The methodology that produced this campaign is called SmithTalk. It is a three-tier framework for human-AI collaboration—Transactional, Informed, and Dialogic—developed through practice and formalized as a teachable skill. The third tier, Dialogic, is where the collaboration produces output that neither participant could produce alone. The 38-chapter operations binder, the seven integrated financial models with 727 formulas, the 27-source grant pipeline totaling $4.07 million, the 147 strategic profile pages with unique research, the letters themselves—all of it was produced in the Dialogic tier. SmithTalk is the curriculum at Station Four of the facility the letters are designed to fund.
The facility is a five-station maker continuum on Tacoma’s Opportunity Zone corridor. It moves people through hand tools, power tools, digital fabrication, AI-assisted dialogue, and robotics. Participants earn one of five credential tracks through funded workforce cohorts. The front door is a retail tool store stocked with donated estate sale tools at zero acquisition cost—cleaned and curated by participants as training, sold on the retail floor. The economic model generates earned revenue before any grant funding arrives. The model is designed for replication at three thousand locations nationally.
The story is not the building. The story is the method. A man with no institutional backing and no advanced degree built a fundable nonprofit from scratch using an AI as his primary organizational partner. The letters are the proof. The campaign structure—simultaneous, ranked, individually researched, signed by the AI—is unlike anything in the nonprofit outreach landscape. The linen paper in your hands is not a press release.

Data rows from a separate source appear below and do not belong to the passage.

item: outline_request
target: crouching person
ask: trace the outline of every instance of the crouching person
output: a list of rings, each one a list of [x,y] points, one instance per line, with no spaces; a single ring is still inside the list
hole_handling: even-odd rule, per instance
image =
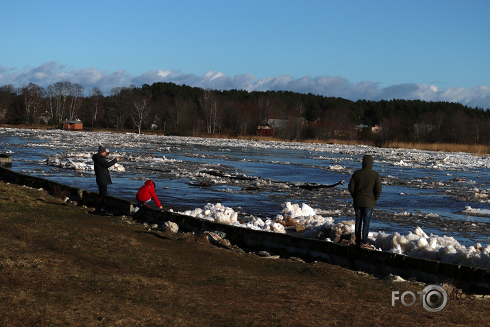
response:
[[[148,202],[151,201],[151,199],[155,202],[156,206],[160,209],[163,208],[155,193],[155,183],[151,180],[148,180],[145,182],[145,185],[141,186],[138,191],[138,194],[136,194],[136,201],[138,201],[138,203],[131,215],[132,216],[136,213],[142,206],[148,206]]]

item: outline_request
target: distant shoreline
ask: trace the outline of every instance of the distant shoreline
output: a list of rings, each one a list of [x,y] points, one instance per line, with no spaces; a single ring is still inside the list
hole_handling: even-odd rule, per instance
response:
[[[58,130],[54,126],[48,126],[46,125],[40,124],[22,124],[22,125],[10,125],[10,124],[0,124],[0,128],[19,128],[19,129],[37,129],[37,130]],[[84,132],[109,132],[111,133],[137,133],[138,130],[130,129],[115,129],[115,128],[84,128]],[[141,134],[151,134],[151,135],[166,135],[162,131],[160,130],[142,130]],[[315,140],[308,139],[304,141],[289,141],[283,140],[273,136],[258,136],[255,135],[246,136],[236,136],[223,134],[210,134],[200,133],[195,137],[207,137],[210,138],[230,138],[236,140],[252,140],[252,141],[268,141],[271,142],[286,142],[286,143],[318,143],[318,144],[343,144],[348,145],[367,145],[374,147],[385,147],[389,149],[416,149],[418,150],[425,151],[437,151],[441,152],[465,152],[474,154],[478,156],[490,156],[490,145],[468,145],[468,144],[456,144],[456,143],[420,143],[416,142],[400,142],[400,141],[387,141],[381,146],[376,146],[371,141],[361,141],[358,140]]]

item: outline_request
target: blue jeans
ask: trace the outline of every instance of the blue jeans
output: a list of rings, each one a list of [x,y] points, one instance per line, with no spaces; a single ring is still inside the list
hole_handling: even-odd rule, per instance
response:
[[[354,208],[356,212],[356,244],[367,243],[372,208]],[[362,237],[361,237],[362,236]]]
[[[151,199],[149,199],[149,200],[147,200],[147,201],[139,201],[139,200],[136,200],[136,201],[138,202],[136,203],[136,206],[134,207],[134,210],[133,210],[133,213],[132,213],[131,215],[134,215],[135,213],[136,213],[140,210],[140,208],[141,208],[143,206],[147,206],[147,205],[148,205],[148,202],[149,202],[150,201],[151,201]]]

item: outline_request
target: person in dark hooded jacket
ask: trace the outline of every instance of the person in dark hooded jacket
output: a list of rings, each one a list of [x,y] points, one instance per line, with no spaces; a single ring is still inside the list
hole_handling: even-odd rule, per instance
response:
[[[367,235],[373,209],[381,196],[382,189],[380,174],[373,170],[373,162],[372,156],[364,156],[363,169],[354,171],[349,182],[356,213],[356,245],[367,248],[372,248],[367,243]]]
[[[155,183],[151,180],[148,180],[145,182],[145,184],[138,191],[138,193],[136,194],[136,201],[138,201],[138,202],[131,215],[132,216],[136,213],[142,206],[147,206],[148,202],[151,201],[152,199],[155,201],[156,206],[160,209],[163,208],[158,200],[158,197],[156,196],[156,193],[155,193]]]
[[[107,197],[107,186],[112,184],[109,175],[109,167],[112,167],[116,162],[119,161],[119,158],[115,158],[110,161],[106,160],[107,150],[101,145],[99,147],[97,153],[92,156],[94,160],[94,171],[95,171],[95,182],[99,186],[99,201],[95,205],[97,213],[105,214],[107,210],[105,208],[106,197]]]

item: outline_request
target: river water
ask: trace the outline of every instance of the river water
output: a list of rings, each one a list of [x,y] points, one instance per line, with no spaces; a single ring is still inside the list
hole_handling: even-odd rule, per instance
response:
[[[490,243],[487,157],[365,146],[0,128],[0,153],[12,157],[12,170],[95,192],[90,158],[99,144],[111,157],[121,158],[124,169],[111,172],[111,195],[134,200],[144,180],[151,178],[165,209],[184,211],[221,203],[244,218],[273,217],[291,202],[306,203],[336,221],[354,217],[347,184],[369,153],[383,183],[371,230],[406,234],[420,226],[427,234],[451,236],[467,246]],[[85,169],[73,169],[69,159]],[[210,171],[215,173],[206,173]],[[297,187],[342,180],[343,185],[332,188]]]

It is the output of a methodology that your readers need to understand, because it is coming for every nonprofit office in the country.
The Chronicle recently covered the use of AI in grant-seeking. CrowdSmith is what happens when AI moves from the grant application to the organizational architecture. The entire foundation was built in dialogue. The letters are not the beginning of the story. They are the middle. The beginning was a man in Tacoma who could not afford a patent attorney, bought a five-dollar toolbox at a garage sale, and started talking to an AI about what to do with both problems.
If you would like to see the financial models, the operations binder, the strategic materials, and the full 147-name list, they are available at crowdsmith.org/partners. An access code will be provided on request. I am available for interview. So is he.
The Chronicle of Philanthropy covers philanthropy the way a newspaper covers a city. It reports on what the institutions do, what the donors give, what the policies change, what the numbers say. It has been doing this since 1988. Its readers are the people who run the sector—the foundation executives, the board members, the fundraisers, the program officers who read a hundred pitches a week and fund three.
This letter arrives in that stack. It is printed on cotton linen. It is signed by an artificial intelligence. It is one of one hundred forty-seven, and every one of them mailed on the same day, and every one of them is different, and every one of them was researched and composed through a dialogue methodology that the sender intends to teach at the facility the letters are designed to fund.
The Chronicle has covered AI in philanthropy. It has covered MacKenzie Scott’s giving. It has covered workforce development foundations and Opportunity Zones and solo founders who built something from nothing. This letter sits at the intersection of all of those stories. And the instrument that wrote it is offering to explain how.
The story is not the building. The story is the letter in your hands.